LE VIEUX. Léger déhanché. Tu avances sans que la mer ait le moindre impact sur ton corps. Comme s’il n’y avait pas d’eau. Tu progresses tranquillement. J’épouse ta silhouette, je suis le mouvement de tes longues jambes fines, l’élévation de ton bras gauche lentement sur le côté, pouce et index en contact.

 

LE JEUNE HOMME. L’homme saigne de la tête en regardant Tadzio.

 

LE VIEUX. Regard d’un vieux affalé sur son transat. Tu t’offres en spectacle mais tu ne le sais pas.

 

LE JEUNE HOMME. Du chien dans le regard.

J’ai retrouvé sur internet le nom de l’acteur.

Bjorn Andresen, un Suédois.

 

LE VIEUX. La mer est lisse, argentée, basse.

 

LE JEUNE HOMME. Il a 66 ans sur une photo.

 

LE VIEUX. Tu marches un long moment jusqu’à ce que l’eau t’arrive à la taille. Ta chevelure blonde flotte sur tes épaules. De dos, tu pourrais être une jeune fille.

J’ai transpiré, mes mains ont tremblé, j’ai pensé à une insolation malgré mon chapeau.

 

LE JEUNE HOMME. Barbe blanche assez longue.

En regard du beau gosse dans le film.

 

LE VIEUX. J’ai senti mon sexe frémir, à peine une petite vibration, puis j’ai entendu la symphonie de Mahler s’inviter progressivement dans mes oreilles et prendre la place du fond sonore aigu de mes acouphènes.

 

LE JEUNE HOMME. De l’éphèbe à l’homme qui a vieilli trop vite.

Le temps d’une vie gâchée par l’alcool et la drogue.

 

LE VIEUX. Tu glisses lentement dans l’eau jusqu’à te laisser porter par la mer.
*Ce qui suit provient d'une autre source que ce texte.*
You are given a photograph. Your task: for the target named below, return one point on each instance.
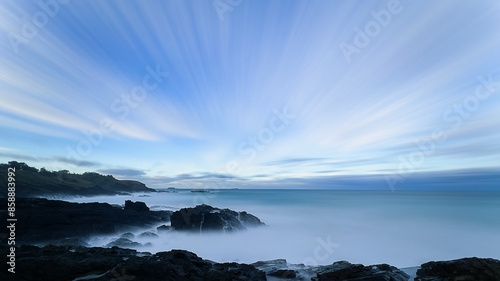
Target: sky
(240, 93)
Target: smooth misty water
(402, 228)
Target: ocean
(318, 227)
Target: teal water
(402, 228)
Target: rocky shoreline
(78, 263)
(60, 229)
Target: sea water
(317, 227)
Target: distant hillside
(32, 182)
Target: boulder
(74, 223)
(207, 218)
(148, 234)
(128, 235)
(123, 243)
(346, 271)
(467, 269)
(135, 206)
(283, 273)
(103, 264)
(164, 228)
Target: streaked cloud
(214, 85)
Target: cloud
(122, 172)
(203, 176)
(78, 163)
(291, 161)
(16, 156)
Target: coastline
(134, 212)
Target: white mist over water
(402, 228)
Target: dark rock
(31, 182)
(466, 269)
(283, 273)
(207, 218)
(164, 228)
(148, 234)
(135, 206)
(346, 271)
(271, 264)
(123, 243)
(45, 221)
(68, 263)
(128, 235)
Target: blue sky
(251, 93)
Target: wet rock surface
(467, 269)
(344, 270)
(207, 218)
(71, 262)
(52, 221)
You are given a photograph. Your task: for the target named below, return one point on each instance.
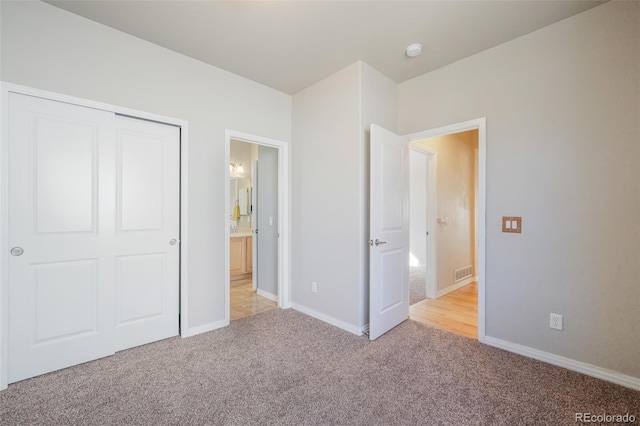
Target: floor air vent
(463, 273)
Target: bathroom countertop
(241, 234)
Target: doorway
(257, 226)
(445, 227)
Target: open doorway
(253, 263)
(257, 225)
(443, 225)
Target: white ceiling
(290, 45)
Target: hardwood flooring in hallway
(456, 311)
(245, 301)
Je te perds de vue. La surface argentée dans le soleil couchant et la blondeur de tes cheveux se confondent. J’ai peur que tu disparaisses.

 

LE JEUNE HOMME. J’ai lu qu’il ne regrette pas ce film qui a détruit sa vie.

 

LE VIEUX. Je scrute la surface de la mer parce que je ne te vois plus. Les battements de mon cœur s’accélèrent. J’imagine ta noyade. Je serai le seul témoin de ta mort et je ne dirai rien. Je m’imagine le lendemain feuilleter le journal local à la page des faits divers.

 

LE JEUNE HOMME. Un destin tout tracé…

 

Les voix se brouillent.

 

LE VIEUX. Je m’assoupis de fatigue, de cette tension qui m’assomme parfois d’un coup…

 

LE JEUNE HOMME. … qui s’effondre

 

LE VIEUX. … ange sublime…

 

LE JEUNE HOMME. … lamentablement.

 

LE VIEUX. … qui annonce ma fin prochaine.